I honestly didn't notice a difference, but then I don't use Firefox very often any more.
Odc
The hardware acceleration makes the fonts render in a different way. Anyone else experiencing this?

Yup… it's the DirectWrite font rendering. Same thing happens in IE9 preview.
Odc
The hardware acceleration makes the fonts render in a different way. Anyone else experiencing this?

Yeah it looks more like it does on my Ubuntu box, which is weird because i guess i was expecting the opposite due to the hardware direct2D rendering on windows, and the openGL rendering on Linux.

Immediately i have taken a dislike to the rendering, i'm looking for the option to turn it off but i'm not finding it. It occurs to me that although i see the benefit of rendering the pages when there is video/moving content on the screen, having it on all the time by default is perhaps not the best.

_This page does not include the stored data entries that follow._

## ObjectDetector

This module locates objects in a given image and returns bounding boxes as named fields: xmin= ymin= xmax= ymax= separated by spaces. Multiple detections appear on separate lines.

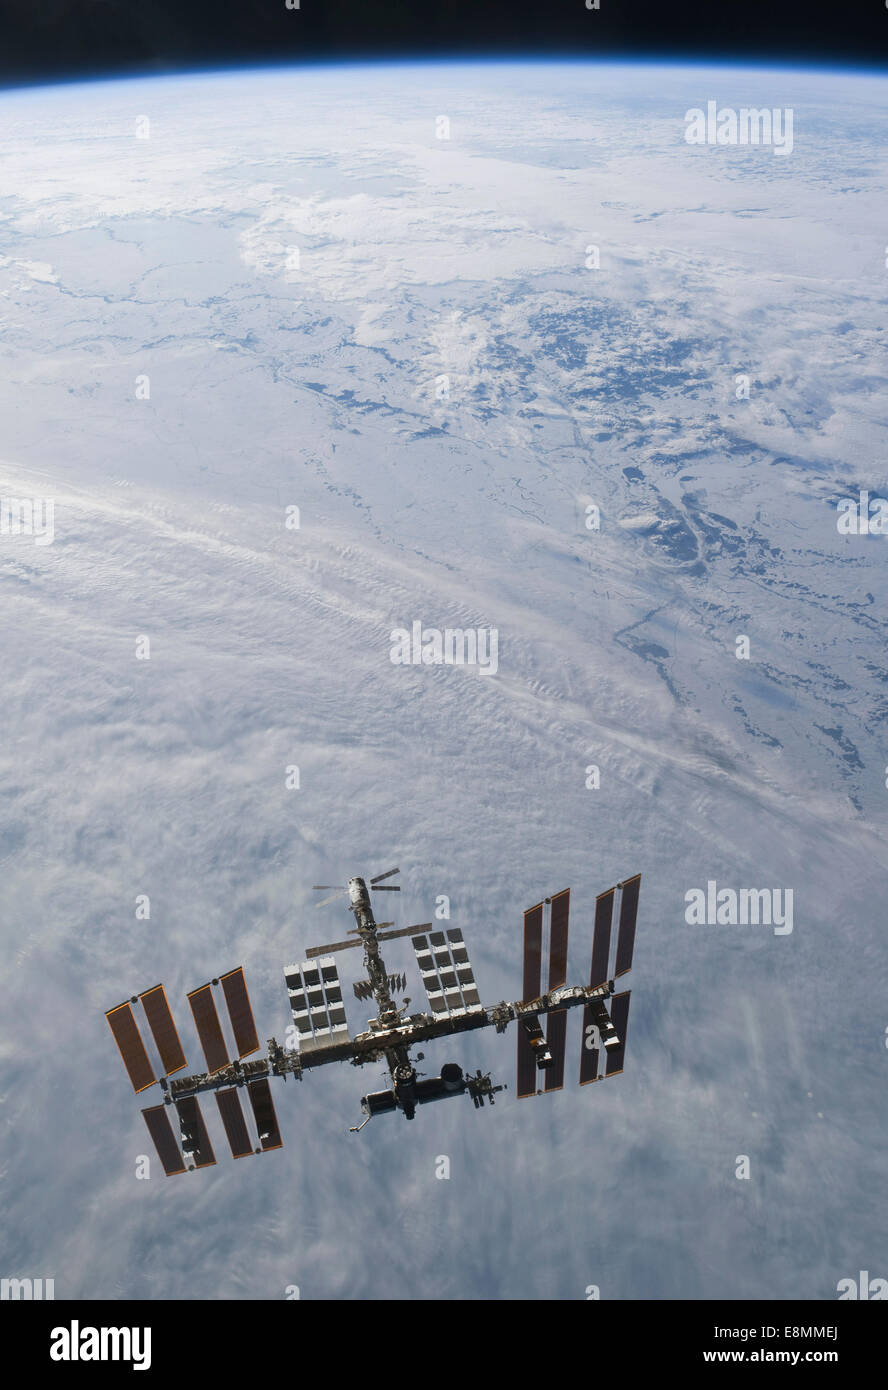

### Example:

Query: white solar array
xmin=284 ymin=956 xmax=350 ymax=1043
xmin=412 ymin=928 xmax=482 ymax=1017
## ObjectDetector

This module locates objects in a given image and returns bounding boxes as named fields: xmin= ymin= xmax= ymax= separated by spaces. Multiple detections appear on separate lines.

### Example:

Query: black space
xmin=0 ymin=0 xmax=885 ymax=89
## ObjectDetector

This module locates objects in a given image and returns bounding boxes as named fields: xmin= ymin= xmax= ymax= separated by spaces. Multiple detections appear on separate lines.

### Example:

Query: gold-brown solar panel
xmin=247 ymin=1078 xmax=283 ymax=1151
xmin=521 ymin=902 xmax=543 ymax=1003
xmin=517 ymin=903 xmax=543 ymax=1099
xmin=106 ymin=1002 xmax=155 ymax=1093
xmin=142 ymin=1105 xmax=186 ymax=1176
xmin=175 ymin=1096 xmax=216 ymax=1168
xmin=578 ymin=1001 xmax=601 ymax=1086
xmin=139 ymin=985 xmax=187 ymax=1076
xmin=615 ymin=874 xmax=641 ymax=978
xmin=220 ymin=968 xmax=260 ymax=1059
xmin=544 ymin=889 xmax=570 ymax=1094
xmin=604 ymin=991 xmax=631 ymax=1077
xmin=215 ymin=1088 xmax=254 ymax=1159
xmin=547 ymin=890 xmax=570 ymax=987
xmin=187 ymin=983 xmax=229 ymax=1075
xmin=589 ymin=888 xmax=614 ymax=990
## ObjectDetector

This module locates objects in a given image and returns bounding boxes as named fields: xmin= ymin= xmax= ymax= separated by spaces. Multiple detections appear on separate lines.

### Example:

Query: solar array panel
xmin=579 ymin=877 xmax=639 ymax=1082
xmin=110 ymin=965 xmax=262 ymax=1092
xmin=304 ymin=935 xmax=359 ymax=959
xmin=215 ymin=1088 xmax=254 ymax=1159
xmin=521 ymin=902 xmax=543 ymax=1004
xmin=615 ymin=875 xmax=641 ymax=978
xmin=106 ymin=1002 xmax=155 ymax=1094
xmin=544 ymin=889 xmax=570 ymax=1094
xmin=517 ymin=878 xmax=640 ymax=1097
xmin=139 ymin=985 xmax=187 ymax=1077
xmin=284 ymin=957 xmax=349 ymax=1042
xmin=447 ymin=928 xmax=481 ymax=1009
xmin=305 ymin=921 xmax=431 ymax=959
xmin=108 ymin=964 xmax=285 ymax=1170
xmin=187 ymin=983 xmax=229 ymax=1075
xmin=589 ymin=888 xmax=614 ymax=990
xmin=578 ymin=1004 xmax=600 ymax=1086
xmin=220 ymin=968 xmax=260 ymax=1058
xmin=412 ymin=928 xmax=482 ymax=1018
xmin=377 ymin=921 xmax=432 ymax=945
xmin=516 ymin=903 xmax=543 ymax=1099
xmin=579 ymin=991 xmax=632 ymax=1083
xmin=248 ymin=1078 xmax=283 ymax=1151
xmin=175 ymin=1096 xmax=216 ymax=1169
xmin=604 ymin=991 xmax=631 ymax=1077
xmin=370 ymin=867 xmax=399 ymax=884
xmin=142 ymin=1105 xmax=186 ymax=1176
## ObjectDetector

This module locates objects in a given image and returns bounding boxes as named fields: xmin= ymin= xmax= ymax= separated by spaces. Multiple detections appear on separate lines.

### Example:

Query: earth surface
xmin=1 ymin=61 xmax=886 ymax=1300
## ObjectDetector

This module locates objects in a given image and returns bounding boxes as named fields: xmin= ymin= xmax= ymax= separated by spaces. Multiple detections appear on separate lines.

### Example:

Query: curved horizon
xmin=1 ymin=50 xmax=887 ymax=99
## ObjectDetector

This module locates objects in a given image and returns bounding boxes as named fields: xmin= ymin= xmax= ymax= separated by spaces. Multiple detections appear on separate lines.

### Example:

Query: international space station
xmin=105 ymin=868 xmax=640 ymax=1173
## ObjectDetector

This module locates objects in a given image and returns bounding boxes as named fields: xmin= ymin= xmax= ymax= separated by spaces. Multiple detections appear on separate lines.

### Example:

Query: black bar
xmin=12 ymin=1301 xmax=880 ymax=1369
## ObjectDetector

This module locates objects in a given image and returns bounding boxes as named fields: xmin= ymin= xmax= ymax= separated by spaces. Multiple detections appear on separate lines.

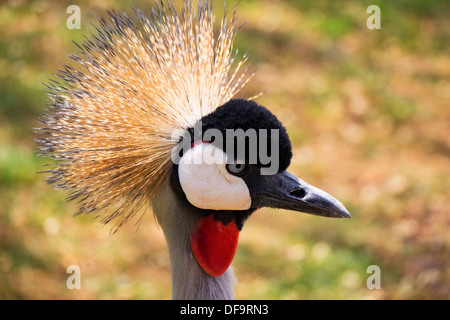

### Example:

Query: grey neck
xmin=168 ymin=236 xmax=236 ymax=300
xmin=152 ymin=179 xmax=236 ymax=300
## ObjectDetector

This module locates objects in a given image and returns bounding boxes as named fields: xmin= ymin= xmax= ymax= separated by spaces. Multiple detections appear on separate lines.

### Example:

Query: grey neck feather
xmin=152 ymin=179 xmax=236 ymax=300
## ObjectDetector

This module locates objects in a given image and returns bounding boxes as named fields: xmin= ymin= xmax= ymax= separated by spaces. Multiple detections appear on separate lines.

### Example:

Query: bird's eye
xmin=226 ymin=163 xmax=247 ymax=175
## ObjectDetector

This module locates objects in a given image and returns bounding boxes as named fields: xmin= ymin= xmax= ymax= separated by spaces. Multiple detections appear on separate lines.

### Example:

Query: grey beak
xmin=246 ymin=170 xmax=351 ymax=218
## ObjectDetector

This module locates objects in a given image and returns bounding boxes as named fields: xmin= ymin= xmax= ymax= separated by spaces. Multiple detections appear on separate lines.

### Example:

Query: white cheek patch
xmin=178 ymin=143 xmax=252 ymax=211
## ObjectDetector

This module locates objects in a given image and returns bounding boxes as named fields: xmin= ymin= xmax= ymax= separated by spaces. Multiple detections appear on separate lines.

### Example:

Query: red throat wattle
xmin=190 ymin=215 xmax=240 ymax=277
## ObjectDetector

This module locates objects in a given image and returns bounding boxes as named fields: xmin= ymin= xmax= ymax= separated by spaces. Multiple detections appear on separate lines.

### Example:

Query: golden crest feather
xmin=36 ymin=0 xmax=252 ymax=232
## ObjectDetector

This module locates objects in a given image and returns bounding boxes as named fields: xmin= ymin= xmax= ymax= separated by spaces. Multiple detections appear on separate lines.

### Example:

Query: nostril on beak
xmin=289 ymin=188 xmax=306 ymax=199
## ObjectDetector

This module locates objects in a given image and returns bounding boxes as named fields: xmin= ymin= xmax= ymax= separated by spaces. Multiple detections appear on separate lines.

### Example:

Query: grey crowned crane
xmin=36 ymin=0 xmax=350 ymax=299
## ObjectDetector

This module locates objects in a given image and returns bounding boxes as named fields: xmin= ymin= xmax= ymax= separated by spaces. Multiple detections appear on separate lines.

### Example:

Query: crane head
xmin=171 ymin=99 xmax=350 ymax=277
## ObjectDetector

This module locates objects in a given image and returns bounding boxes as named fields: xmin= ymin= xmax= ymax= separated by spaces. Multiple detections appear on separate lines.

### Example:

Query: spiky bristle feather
xmin=36 ymin=0 xmax=252 ymax=232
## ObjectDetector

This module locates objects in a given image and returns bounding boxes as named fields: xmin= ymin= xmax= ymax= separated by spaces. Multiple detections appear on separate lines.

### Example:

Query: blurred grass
xmin=0 ymin=0 xmax=449 ymax=299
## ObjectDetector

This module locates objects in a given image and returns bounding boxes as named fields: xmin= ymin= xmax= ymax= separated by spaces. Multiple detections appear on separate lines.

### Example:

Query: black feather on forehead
xmin=196 ymin=99 xmax=293 ymax=172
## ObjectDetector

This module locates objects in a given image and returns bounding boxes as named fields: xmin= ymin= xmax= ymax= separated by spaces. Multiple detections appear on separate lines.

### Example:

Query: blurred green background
xmin=1 ymin=0 xmax=449 ymax=299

Maybe i just need to get used to it.

It makes the entire screen look too bright, i want to modify my monitor brightness just for web browsing. :surprised:

Also what is with the red zit in the top left of the screen, the designer should be shot. It looks like a panic button. While on the subject i'm not sure i like the new menu design either, i guess they are going for the Windows 7 / Office 2010 compatible feel, which tbh Mozilla should hang their heads in shame for. Conformity in a web browser not to my liking, i don't want all my apps to look the same..

I don't like it. I just don't like it.:yucky:
PeteSmith
i don't want all my apps to look the same..

I've not used any of the betas, but if this makes the experience better or quicker, then I'm all for it.

Office 2007 and 2010 typifies that for me - some don't like it, but the vast majority of things are better or faster, so it works. It may take some others a while to get into it, but for me going back to use 2003 feels horrible and it takes multiple clicks just to get anywhere.

I don't care about Joe Average. I want an app that does things to the best they can be done, and if this helps, I'm happy to go through the pain process to get to a better end.